Musikalisches Resümee 2020

Alle resümieren dieses komische Jahr: Bücher des Jahres, Filme des Jahres, Serien des Jahres …

Meine kleine Polit-Rück-Show habe ich ja bereits abgezogen. Aber, weil das Jahr nun wirklich ein komisches war, reizt es mich doch noch, auf den Resümee-Zug aufzuspringen. Warum? Weils Spaß macht.

Was kam in den Player, im Seuchen-Jahr – und half verdrängen?
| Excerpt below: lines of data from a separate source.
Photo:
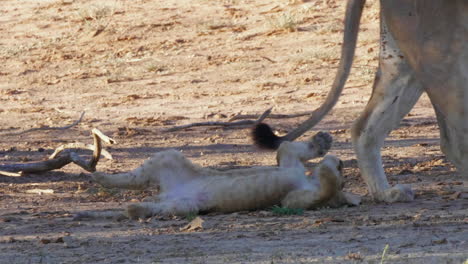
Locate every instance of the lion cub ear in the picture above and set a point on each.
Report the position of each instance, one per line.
(320, 143)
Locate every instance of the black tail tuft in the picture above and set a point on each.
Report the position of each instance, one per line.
(264, 137)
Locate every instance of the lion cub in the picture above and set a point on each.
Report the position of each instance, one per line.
(188, 188)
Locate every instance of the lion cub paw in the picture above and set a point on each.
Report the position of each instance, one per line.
(138, 211)
(322, 142)
(399, 193)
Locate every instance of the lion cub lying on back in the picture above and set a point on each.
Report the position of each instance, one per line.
(188, 188)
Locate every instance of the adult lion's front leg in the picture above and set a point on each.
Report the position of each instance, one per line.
(396, 90)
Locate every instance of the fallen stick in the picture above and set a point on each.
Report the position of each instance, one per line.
(49, 128)
(273, 116)
(223, 124)
(61, 158)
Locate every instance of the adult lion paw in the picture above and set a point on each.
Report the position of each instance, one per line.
(322, 142)
(399, 193)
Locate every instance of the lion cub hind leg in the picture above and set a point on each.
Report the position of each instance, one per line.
(292, 154)
(329, 173)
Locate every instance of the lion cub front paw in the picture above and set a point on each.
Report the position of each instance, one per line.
(138, 211)
(399, 193)
(322, 142)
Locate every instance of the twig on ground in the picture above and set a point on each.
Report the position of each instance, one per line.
(274, 116)
(57, 161)
(223, 124)
(10, 174)
(49, 128)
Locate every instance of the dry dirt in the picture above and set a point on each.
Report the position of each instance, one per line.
(139, 67)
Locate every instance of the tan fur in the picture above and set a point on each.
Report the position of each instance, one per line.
(186, 187)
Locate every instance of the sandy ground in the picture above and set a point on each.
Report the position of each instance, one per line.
(139, 67)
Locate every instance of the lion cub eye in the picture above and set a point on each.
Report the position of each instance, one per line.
(340, 166)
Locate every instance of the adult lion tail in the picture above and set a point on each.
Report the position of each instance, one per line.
(263, 135)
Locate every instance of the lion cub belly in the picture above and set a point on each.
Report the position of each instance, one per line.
(260, 190)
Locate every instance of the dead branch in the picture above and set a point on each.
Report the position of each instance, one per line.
(223, 124)
(63, 156)
(273, 116)
(49, 128)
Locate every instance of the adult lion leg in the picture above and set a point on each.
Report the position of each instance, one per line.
(453, 124)
(395, 92)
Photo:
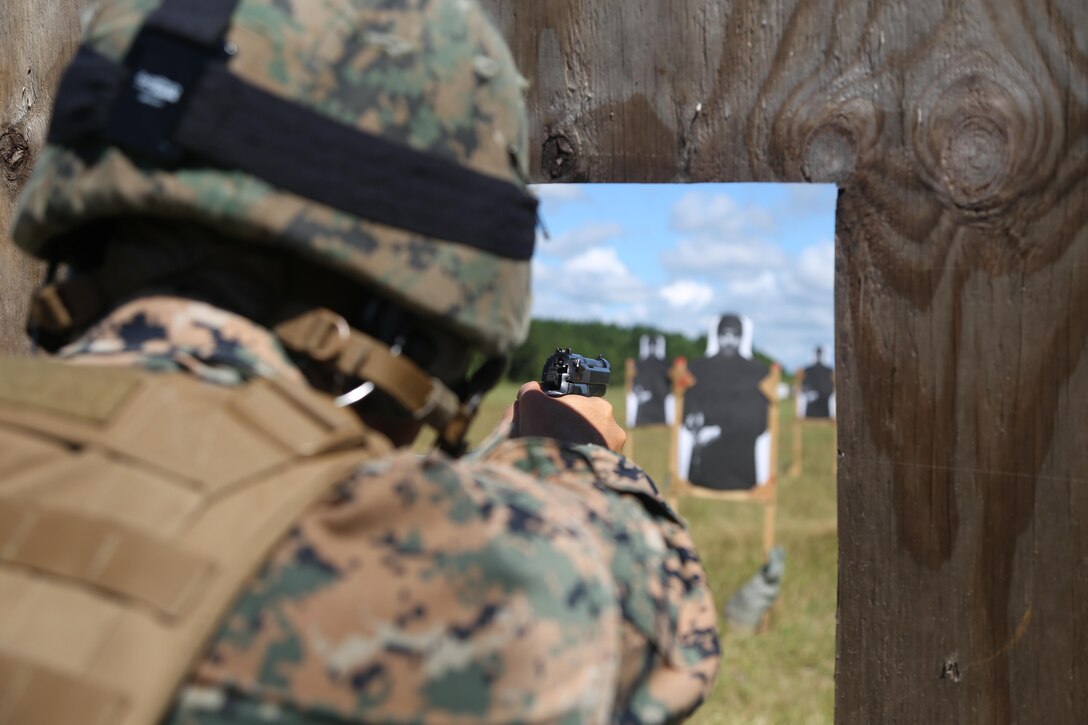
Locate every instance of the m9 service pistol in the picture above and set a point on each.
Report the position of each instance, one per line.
(567, 372)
Und was davon schaffte mehr als 3 Durchläufe?

Im Januar begann es mit zwei Überbleibseln aus dem Dezember’19, die recht lange vorhielten:

  1. Tanya Tucker „While I’m livin‘“; das Grammy-Album, das dem Grammy die Ehre rettet! Wieviel Mist wurde da durch die Jahrzehnte prämiert! Und dann das! Dieses hochpersönliche Alterswerk! Frau Tucker schreibt weiterhin nicht selbst, aber sucht aus, was zu ihren Lebensabschnitten passt und beichtet ihrer jungen Verehrerin und nun auch Leib-Songschreiberin Brandi Carlile soviel, dass dann Texte entstehen, die, auf diesem Umweg durch Mrs. Carlile’s Kopf, tatsächlich von Ol’ Tanya herself stammen. Bis Mitte des Jahres highly apprichiated zu Hause und im Auto, everywhere, everytime. Ergänzt mit ein paar Downloads älterer Platten – 2020 – ein Tucker-Jahr. Durchaus.
  2. Deep Purple „Now what!“ Soundtrack für die vorösterliche Periode. War mal wieder Zeit. Ein bissl ergänzt durch „Book of Taliesyn“ und „Who do you think we are“. Mir deshalb das diesjährige Album verlockend erscheinen zu lassen, dazu hat es allerdings nicht gereicht. Um Ostern rum, war es damit dann auch wieder gut.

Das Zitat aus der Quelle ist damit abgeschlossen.